Tracheostomy tube changes are completed to:
Reduce the incidence of tube occlusion from increased secretions
Decrease the possibility of airway infection and airway granulomas
Assist the caregiver in maintaining competency in tube changing
The tracheostomy tube change is usually done about 5 to 7 days after the tracheostomy is performed (and may be as early as postoperative day 3 or 4 based on stomal maturation) and then weekly or as ordered by the physician or as appropriate following manufacturer’s guidelines. Tube changes should occur 2 to 3 hours after meals. Check the manufacturer’s recommendation for time frame regarding tube changes.
Depth of suctioning is reassessed and measured with any change in tracheostomy tube size.
If accidental decannulation occurs, the tracheostomy tube is replaced with a tube of the same size or one smaller size. If a tracheostomy tube cannot be placed, the child is intubated.
All tracheostomy tubes have a 15-mm universal adapter to allow bag ventilation in an emergency.
Equipment is available at the bedside at all times for suctioning, ventilatory breaths, and recannulation.
The tracheostomy obturator and tube of the same type and size as being used by the child remain and in a smaller size is in a visible or readily accessible location at all times.
Before discharge, two adults, who will be consistent caregivers to the child, are trained in all aspects of the child’s care.
Two sterile tracheostomy tubes of appropriate size, with obturator in place (one is left in place at the bedside at all times)
Water-based lubricant
Shoulder roll—diapers or small rolled towel
Nonsterile gloves
Appropriate personal protective equipment (PPE) (gown and face shield)
Scissors
Securing devices
Stethoscope
Oxygen source (if needed)
Manual ventilation bag (as needed for ventilatory breaths)

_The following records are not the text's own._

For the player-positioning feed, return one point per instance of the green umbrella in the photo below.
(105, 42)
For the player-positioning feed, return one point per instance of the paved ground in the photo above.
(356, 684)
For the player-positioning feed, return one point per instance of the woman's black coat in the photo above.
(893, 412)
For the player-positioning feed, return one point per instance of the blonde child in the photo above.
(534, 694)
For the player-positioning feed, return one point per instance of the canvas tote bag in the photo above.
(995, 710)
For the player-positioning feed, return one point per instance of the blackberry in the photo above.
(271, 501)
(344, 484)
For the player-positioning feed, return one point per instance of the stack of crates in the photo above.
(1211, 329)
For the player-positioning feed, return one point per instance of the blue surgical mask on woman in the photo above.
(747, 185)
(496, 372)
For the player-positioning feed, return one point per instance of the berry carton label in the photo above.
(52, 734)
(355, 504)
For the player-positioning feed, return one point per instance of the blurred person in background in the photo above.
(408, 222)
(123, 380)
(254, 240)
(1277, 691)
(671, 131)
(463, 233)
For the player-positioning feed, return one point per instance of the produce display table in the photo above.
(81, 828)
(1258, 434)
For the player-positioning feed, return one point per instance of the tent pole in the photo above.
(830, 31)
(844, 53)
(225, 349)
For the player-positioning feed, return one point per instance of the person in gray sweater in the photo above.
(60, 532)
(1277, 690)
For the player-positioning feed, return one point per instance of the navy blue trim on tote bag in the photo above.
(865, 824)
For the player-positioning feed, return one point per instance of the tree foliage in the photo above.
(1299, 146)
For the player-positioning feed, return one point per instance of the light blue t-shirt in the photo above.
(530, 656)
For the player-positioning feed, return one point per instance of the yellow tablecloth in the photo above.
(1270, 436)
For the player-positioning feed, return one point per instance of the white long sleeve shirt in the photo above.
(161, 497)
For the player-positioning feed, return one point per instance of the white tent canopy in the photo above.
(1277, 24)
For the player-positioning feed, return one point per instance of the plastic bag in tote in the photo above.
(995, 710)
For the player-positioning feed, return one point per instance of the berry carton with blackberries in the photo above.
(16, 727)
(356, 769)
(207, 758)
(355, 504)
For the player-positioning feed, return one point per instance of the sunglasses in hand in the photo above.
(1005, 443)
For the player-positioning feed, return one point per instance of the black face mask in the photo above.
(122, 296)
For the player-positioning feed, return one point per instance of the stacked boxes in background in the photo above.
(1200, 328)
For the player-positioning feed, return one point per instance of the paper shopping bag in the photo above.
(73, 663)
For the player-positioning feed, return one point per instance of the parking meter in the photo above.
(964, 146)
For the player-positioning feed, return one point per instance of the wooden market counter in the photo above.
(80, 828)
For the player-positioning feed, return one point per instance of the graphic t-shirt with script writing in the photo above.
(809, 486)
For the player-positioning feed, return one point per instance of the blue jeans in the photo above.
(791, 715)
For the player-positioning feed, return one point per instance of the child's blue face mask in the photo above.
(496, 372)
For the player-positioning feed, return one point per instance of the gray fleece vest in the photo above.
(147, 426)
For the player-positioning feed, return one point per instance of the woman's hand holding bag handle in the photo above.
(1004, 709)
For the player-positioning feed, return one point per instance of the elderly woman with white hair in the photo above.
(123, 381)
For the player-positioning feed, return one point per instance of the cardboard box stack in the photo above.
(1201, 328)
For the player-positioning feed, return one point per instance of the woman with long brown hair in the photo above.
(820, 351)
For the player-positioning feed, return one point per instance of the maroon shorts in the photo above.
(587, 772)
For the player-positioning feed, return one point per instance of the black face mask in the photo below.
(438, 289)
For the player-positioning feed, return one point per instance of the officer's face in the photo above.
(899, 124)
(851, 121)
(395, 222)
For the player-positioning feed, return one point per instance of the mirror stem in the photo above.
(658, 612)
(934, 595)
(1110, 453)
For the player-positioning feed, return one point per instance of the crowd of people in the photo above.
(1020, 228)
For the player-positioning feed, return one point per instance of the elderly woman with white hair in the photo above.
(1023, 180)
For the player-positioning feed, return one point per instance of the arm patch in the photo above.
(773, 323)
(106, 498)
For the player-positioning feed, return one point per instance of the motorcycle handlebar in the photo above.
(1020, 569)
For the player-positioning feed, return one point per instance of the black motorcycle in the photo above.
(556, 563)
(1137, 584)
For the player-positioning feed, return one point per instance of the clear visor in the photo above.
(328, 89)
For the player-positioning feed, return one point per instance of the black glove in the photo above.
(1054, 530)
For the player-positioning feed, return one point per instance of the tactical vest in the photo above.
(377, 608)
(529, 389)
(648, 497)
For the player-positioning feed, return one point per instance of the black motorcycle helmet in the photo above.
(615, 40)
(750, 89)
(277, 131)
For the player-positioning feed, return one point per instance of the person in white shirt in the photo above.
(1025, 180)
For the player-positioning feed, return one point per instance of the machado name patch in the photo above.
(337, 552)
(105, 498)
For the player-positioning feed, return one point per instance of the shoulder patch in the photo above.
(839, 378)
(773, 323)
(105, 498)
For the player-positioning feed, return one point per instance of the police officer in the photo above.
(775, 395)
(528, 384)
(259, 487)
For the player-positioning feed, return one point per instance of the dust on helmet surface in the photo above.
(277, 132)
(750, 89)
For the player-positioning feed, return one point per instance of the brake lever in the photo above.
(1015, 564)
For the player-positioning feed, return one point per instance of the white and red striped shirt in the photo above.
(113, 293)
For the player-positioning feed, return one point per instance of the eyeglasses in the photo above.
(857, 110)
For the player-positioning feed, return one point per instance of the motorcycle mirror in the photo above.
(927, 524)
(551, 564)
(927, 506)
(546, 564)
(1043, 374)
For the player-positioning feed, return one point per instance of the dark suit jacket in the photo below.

Suction equipment (as needed) (see Chapter 103)
Assess the chart for previous history of the child’s condition and for a summary of care needs in relation to tracheostomy.
Determine the date of last tube change.
Assess the child’s breath sounds and work of breathing.
Explain the procedure to the child and the family.
Determine the family’s ability to perform the procedure and, if appropriate, have the family perform this procedure.
Suction the child before initiating tracheostomy care (see Chapter 103).
Ensure that the equipment is available at the bedside for use if the child requires suctioning, ventilatory breaths, or recannulation.
Determine the need for distraction measures to be implemented with the child to enhance cooperation during the procedure.